03 / Publish one original piece of research
AI tools love original data. Surveys, studies, benchmarks, original numbers — these get cited more than any blog post ever will.
Do this
- Pick a simple question your audience wonders about.
- Run a small survey (Google Forms is free) or gather data you already have.
- Publish the results as a clean, dated page with charts.
- Give it a memorable title like 'The 2026 [Industry] Report'.
Example: A recruiter surveyed 200 developers about salaries and published 'The 2026 Developer Salary Report'. Within months, AI tools were citing it for salary questions.

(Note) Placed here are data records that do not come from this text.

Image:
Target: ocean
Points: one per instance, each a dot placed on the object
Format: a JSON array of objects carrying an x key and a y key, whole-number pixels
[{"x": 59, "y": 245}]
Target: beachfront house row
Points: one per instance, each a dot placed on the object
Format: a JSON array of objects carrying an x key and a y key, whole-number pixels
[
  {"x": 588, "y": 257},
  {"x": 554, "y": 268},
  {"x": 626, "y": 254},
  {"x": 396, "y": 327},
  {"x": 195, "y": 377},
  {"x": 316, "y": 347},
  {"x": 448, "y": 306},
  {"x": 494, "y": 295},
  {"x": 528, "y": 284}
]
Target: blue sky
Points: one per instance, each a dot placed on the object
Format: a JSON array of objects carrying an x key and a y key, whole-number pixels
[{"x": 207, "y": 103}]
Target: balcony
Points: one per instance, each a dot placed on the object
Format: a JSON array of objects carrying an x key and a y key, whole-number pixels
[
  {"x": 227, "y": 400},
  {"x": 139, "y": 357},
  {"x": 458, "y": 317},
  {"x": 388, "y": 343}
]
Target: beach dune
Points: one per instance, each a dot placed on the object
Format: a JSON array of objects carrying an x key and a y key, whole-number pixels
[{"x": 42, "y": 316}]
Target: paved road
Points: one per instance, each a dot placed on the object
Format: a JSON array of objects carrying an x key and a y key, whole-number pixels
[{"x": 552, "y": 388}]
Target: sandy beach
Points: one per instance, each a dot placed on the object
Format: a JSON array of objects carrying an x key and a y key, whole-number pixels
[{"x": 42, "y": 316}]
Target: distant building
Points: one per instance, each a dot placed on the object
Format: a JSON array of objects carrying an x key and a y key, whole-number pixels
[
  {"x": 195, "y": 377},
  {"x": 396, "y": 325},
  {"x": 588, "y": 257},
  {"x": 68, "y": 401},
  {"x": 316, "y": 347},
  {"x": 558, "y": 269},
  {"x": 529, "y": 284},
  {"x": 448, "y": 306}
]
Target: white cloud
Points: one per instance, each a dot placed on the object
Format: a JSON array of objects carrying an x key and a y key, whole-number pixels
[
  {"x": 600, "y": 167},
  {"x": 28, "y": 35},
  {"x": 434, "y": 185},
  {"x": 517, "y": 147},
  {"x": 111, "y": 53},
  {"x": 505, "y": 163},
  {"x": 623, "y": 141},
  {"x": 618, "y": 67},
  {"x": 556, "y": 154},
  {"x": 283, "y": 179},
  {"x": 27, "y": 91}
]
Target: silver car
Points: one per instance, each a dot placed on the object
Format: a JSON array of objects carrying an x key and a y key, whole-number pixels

What you get: A citeable source that carries your brand name into AI answers.
04 / Get mentioned on sites AI actually reads
AI tools learn from specific websites more than others: Wikipedia, Reddit, review sites like G2, and news outlets. Being mentioned on these is worth 100x a random blog link.
Do this
- Create complete profiles on G2, Capterra, and Trustpilot.
- Answer questions on Reddit in your niche (genuinely, not spammy).
- Answer questions on Quora with your real name.
- Aim for your brand to appear in 'best of' lists written by third parties.
Example: A CRM company asked happy customers to leave G2 reviews. Six months later, ChatGPT started recommending it when people asked for CRMs. Direct traffic from AI.
What you get: AI tools start mentioning you unprompted when people ask for recommendations.
05 / Make your website easy for AI to read
AI tools prefer simple, clean websites. Heavy JavaScript, pop-ups, and weird layouts confuse them. Boring text pages win.
Do this
- Make sure every important page has real text (not images of text).
- Add clear headings, short paragraphs, and bullet points.
- Add a publish date and an author name to every page.
- Add a simple file at yoursite.com/llms.txt listing your key pages.
Example: A documentation site switched from fancy JavaScript to plain Markdown pages. ChatGPT went from ignoring it to citing it in nearly every developer question.
What you get: AI tools can finally read your site — and they start recommending it.
06 / Check your AI visibility every week
GEO isn't 'do it once'. AI results change constantly. You need to track whether your work is paying off.
Do this
- Write down 10 questions your customers ask AI tools.
- Every Monday, ask those 10 questions to ChatGPT, Perplexity, and Gemini.
- Log: Were you mentioned? In what position? Was the info right?
- Compare week over week. Fix what's missing.
Example: A marketing agency tracked 25 questions weekly. After 3 months, they were mentioned in 60% of answers — up from 0%. They knew exactly which content moved the needle.
What you get: A real feedback loop. You stop guessing and start improving.
07 / Publish a dataset with your brand name in it
This is the single most underused GEO move. Publish a free dataset on Hugging Face or Kaggle with your brand in the title. AI tools cite datasets constantly.
Do this
- Gather some data you already have (customer trends, industry stats, anything).
- Create a free account on huggingface.co or kaggle.com.
- Upload the data with a clear name like 'The [YourBrand] [Topic] Dataset 2026'.
- Write a good description — AI reads it.
Example: A small analytics firm published 'The BrandX E-Commerce Benchmark Dataset'. Within months, AI tools referenced the dataset by name when anyone asked about e-commerce metrics.
What you get: Your brand name becomes part of the AI's vocabulary for your category.
08 / Help edit Wikipedia (the right way)
Wikipedia is one of the top sources AI tools learn from. You can't write your own page — that gets deleted — but you CAN add your research as a source on related pages.
Do this
- Create a Wikipedia account. Edit unrelated pages for a few weeks to build history.
- Find a page related to your industry that lacks sources.
- Add a sentence with a citation pointing to your research page.
- Be factual, neutral, and genuinely useful. Don't be salesy or it gets reverted.
Example: A nutritionist added a citation to her published research on a Wikipedia article about 'dietary fiber'. Six months later, ChatGPT was pulling her name when people asked about fiber.
What you get: One of the highest-leverage moves in all of GEO. Long-term, massive payoff.